Поездка в Россию. 1925: Путевые очерки
Шрифт:
— Ха-ха-ха! Ну и своеобразный же вы человек, — Сергей Михайлович непроизвольно засмеялся, но смех получился горьким. — Уверяю вас, вам показывали потемкинские деревни, если вы в деревне слушали радио. Честное слово! Милый мой! Видели бы вы Петербург! Какой это был город! Весь Петербург вокруг Адмиралтейства — это была культурно-историческая сокровищница. Весь ампирный Петербург можно было выставлять в витринах! А сегодня это руины, это макулатура. («Макулатура» было любимое слово адмирала, которое он произносил с особым ударением.)
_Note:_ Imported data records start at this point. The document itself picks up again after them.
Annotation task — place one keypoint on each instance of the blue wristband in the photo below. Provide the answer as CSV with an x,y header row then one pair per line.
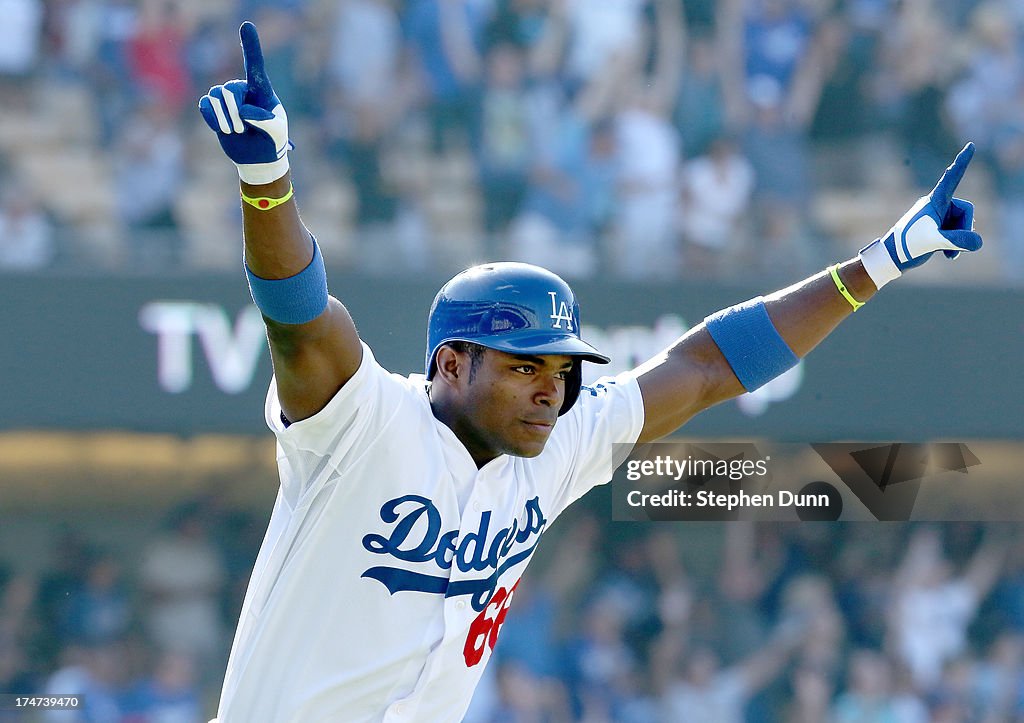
x,y
294,300
751,343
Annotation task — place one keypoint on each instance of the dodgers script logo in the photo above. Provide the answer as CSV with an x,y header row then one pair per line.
x,y
473,552
560,311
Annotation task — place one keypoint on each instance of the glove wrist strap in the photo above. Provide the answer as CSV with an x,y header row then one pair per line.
x,y
260,173
263,203
879,263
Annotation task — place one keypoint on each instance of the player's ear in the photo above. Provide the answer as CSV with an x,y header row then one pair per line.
x,y
451,366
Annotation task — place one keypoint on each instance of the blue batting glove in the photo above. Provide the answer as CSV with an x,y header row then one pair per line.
x,y
248,118
936,222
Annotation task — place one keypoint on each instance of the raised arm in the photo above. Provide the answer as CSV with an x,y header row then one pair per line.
x,y
313,343
744,346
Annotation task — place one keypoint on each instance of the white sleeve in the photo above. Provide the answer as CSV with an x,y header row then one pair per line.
x,y
309,451
598,433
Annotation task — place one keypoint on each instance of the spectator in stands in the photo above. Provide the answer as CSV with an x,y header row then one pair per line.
x,y
932,608
706,691
774,64
98,609
699,113
183,577
598,34
96,673
868,692
601,665
148,172
445,39
20,35
714,208
157,55
169,694
27,238
810,696
524,697
644,242
504,154
913,69
997,681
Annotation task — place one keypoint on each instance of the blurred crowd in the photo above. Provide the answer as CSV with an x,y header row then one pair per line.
x,y
630,138
680,623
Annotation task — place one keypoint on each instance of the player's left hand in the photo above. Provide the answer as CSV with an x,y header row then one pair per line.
x,y
936,222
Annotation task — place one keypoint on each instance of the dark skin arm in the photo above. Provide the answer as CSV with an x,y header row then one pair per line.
x,y
692,375
311,362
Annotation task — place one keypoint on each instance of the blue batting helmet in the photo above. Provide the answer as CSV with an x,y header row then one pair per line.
x,y
513,307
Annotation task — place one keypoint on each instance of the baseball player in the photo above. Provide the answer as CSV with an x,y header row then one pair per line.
x,y
410,507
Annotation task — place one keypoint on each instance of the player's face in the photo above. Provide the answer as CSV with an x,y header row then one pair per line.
x,y
512,403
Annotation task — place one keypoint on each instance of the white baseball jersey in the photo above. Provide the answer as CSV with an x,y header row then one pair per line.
x,y
390,559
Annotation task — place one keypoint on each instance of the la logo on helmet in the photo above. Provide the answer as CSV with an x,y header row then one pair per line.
x,y
560,311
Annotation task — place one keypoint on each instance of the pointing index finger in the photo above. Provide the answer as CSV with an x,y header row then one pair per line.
x,y
943,193
260,92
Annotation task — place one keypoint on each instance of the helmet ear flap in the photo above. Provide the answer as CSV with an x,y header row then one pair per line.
x,y
573,382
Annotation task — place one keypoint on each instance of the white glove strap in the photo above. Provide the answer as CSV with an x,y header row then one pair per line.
x,y
879,263
259,173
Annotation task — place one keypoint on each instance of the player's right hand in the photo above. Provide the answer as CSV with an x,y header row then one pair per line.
x,y
936,222
248,118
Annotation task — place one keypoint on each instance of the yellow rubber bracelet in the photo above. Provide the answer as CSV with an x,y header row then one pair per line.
x,y
265,204
834,270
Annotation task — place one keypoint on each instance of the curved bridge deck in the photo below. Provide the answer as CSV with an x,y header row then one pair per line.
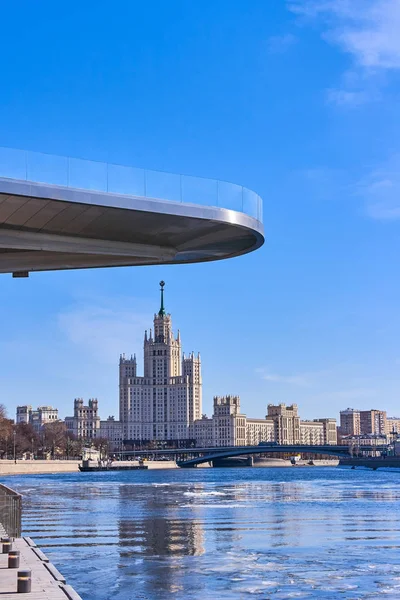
x,y
214,454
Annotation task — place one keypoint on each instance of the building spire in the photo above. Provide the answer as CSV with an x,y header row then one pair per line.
x,y
161,312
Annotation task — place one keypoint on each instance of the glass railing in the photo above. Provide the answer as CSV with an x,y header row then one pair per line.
x,y
118,179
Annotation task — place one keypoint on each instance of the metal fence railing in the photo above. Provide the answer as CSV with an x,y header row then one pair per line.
x,y
10,511
118,179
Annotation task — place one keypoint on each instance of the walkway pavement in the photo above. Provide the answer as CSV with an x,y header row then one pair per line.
x,y
47,582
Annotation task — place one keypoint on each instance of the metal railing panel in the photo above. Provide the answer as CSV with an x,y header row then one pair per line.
x,y
10,511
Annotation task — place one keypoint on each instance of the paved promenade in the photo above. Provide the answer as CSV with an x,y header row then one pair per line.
x,y
47,582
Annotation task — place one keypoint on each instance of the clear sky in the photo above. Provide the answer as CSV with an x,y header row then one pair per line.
x,y
296,100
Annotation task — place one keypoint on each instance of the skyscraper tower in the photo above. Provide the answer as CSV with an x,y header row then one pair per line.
x,y
164,403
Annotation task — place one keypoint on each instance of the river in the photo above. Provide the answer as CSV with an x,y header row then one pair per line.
x,y
301,532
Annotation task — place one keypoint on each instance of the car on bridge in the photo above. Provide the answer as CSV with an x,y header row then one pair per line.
x,y
268,443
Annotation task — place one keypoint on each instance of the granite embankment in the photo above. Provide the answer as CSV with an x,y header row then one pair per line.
x,y
27,467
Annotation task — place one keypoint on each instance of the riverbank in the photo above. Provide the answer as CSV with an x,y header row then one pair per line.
x,y
26,467
46,580
37,467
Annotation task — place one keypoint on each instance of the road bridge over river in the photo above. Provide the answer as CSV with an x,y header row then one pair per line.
x,y
191,457
216,454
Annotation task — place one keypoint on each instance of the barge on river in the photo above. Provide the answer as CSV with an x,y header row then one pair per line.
x,y
85,467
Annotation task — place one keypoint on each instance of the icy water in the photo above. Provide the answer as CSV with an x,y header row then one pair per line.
x,y
220,533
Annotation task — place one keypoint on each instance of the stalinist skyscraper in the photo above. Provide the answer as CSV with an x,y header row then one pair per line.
x,y
165,402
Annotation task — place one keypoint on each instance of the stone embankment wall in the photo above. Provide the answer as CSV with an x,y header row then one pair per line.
x,y
24,467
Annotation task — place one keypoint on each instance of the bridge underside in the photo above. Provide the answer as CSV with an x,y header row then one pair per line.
x,y
243,451
44,227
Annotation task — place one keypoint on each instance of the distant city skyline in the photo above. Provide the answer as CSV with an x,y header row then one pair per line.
x,y
277,96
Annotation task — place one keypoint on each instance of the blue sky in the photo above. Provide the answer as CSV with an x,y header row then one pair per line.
x,y
296,100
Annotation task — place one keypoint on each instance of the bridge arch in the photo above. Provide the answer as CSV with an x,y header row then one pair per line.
x,y
242,451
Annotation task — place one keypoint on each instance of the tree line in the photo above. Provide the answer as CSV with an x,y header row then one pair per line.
x,y
52,441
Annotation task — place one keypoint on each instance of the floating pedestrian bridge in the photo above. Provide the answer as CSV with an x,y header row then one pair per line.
x,y
218,454
65,213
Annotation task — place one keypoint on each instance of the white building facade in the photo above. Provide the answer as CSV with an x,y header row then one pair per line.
x,y
163,404
85,424
282,425
37,418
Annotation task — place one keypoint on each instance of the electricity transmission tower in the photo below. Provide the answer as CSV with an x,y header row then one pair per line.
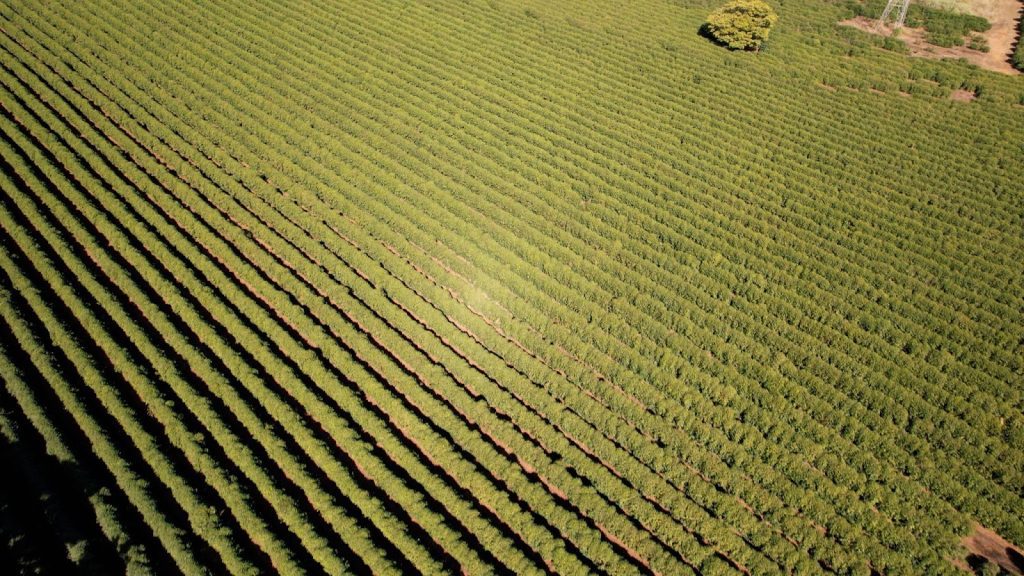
x,y
902,5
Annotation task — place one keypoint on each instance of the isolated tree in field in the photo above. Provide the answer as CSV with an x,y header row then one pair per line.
x,y
741,25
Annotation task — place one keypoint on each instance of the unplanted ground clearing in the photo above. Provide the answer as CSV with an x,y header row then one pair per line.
x,y
1003,14
991,546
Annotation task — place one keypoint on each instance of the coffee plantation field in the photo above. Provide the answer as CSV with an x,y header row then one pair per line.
x,y
502,286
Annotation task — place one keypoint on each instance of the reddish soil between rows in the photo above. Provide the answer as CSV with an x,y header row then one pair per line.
x,y
991,546
1004,15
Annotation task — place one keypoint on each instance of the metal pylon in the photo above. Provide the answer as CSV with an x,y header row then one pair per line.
x,y
901,15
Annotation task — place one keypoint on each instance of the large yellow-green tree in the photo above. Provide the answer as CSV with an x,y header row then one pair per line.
x,y
741,25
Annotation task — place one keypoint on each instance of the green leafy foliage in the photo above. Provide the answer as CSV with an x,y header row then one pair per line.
x,y
741,25
943,27
1018,56
489,287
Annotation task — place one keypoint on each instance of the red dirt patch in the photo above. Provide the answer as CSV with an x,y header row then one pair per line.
x,y
1003,15
991,546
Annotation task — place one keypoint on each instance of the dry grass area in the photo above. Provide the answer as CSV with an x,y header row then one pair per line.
x,y
989,545
1004,15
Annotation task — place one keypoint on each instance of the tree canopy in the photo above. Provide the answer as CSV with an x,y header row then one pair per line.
x,y
741,25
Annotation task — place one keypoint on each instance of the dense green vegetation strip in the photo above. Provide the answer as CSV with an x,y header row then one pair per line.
x,y
457,287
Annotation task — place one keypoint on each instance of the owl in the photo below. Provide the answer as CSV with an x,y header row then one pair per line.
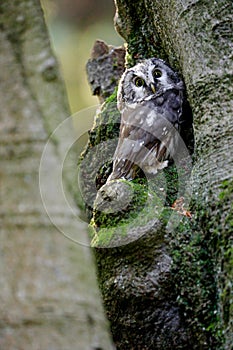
x,y
150,100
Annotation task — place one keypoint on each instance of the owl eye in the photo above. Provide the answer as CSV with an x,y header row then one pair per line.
x,y
157,73
139,82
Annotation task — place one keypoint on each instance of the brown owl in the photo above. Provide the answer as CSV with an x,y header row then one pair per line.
x,y
150,99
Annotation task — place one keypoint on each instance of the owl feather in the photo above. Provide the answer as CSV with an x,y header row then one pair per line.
x,y
150,99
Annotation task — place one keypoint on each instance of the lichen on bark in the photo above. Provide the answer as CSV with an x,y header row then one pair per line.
x,y
172,289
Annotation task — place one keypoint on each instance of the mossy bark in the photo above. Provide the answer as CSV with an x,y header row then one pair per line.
x,y
173,290
49,296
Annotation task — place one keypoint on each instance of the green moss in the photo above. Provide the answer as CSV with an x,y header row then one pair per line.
x,y
144,207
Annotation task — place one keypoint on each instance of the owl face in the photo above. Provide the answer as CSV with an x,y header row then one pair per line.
x,y
144,81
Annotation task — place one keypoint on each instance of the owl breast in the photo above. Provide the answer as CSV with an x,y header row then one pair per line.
x,y
151,110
— Бог ты мой, но ведь класс рабов ничего общего не имел с этой ампирной витриной, как, впрочем, не имеет и сейчас! Они ничего не выиграли и ничего не проиграли. Кроме того, я
— Ха-ха-ха! У вас действительно странные взгляды! Вы что, верите в класс? Хе-хе! Вы верите в существование классов? Один знакомый хотел меня убедить, что существуют классы, и дал мне почитать какой-то коммунистический манифест, написанный еще в 1848 году. Я смог дочитать эту брошюрку только до седьмой страницы. Потом я ее бросил. Все это так наивно! Какие еще классы, скажите вы мне! Врубели живут на свете уже четыреста лет, что подтверждено документами, и один из Врубелей в тридцатом году пал на баррикадах в Париже. При чем тут классы? За восемнадцать лет до этого вашего коммунистического манифеста Врубель погиб за дело Революции! А я получил от этой самой Революции по кумполу. Ну, что? Где тут логика?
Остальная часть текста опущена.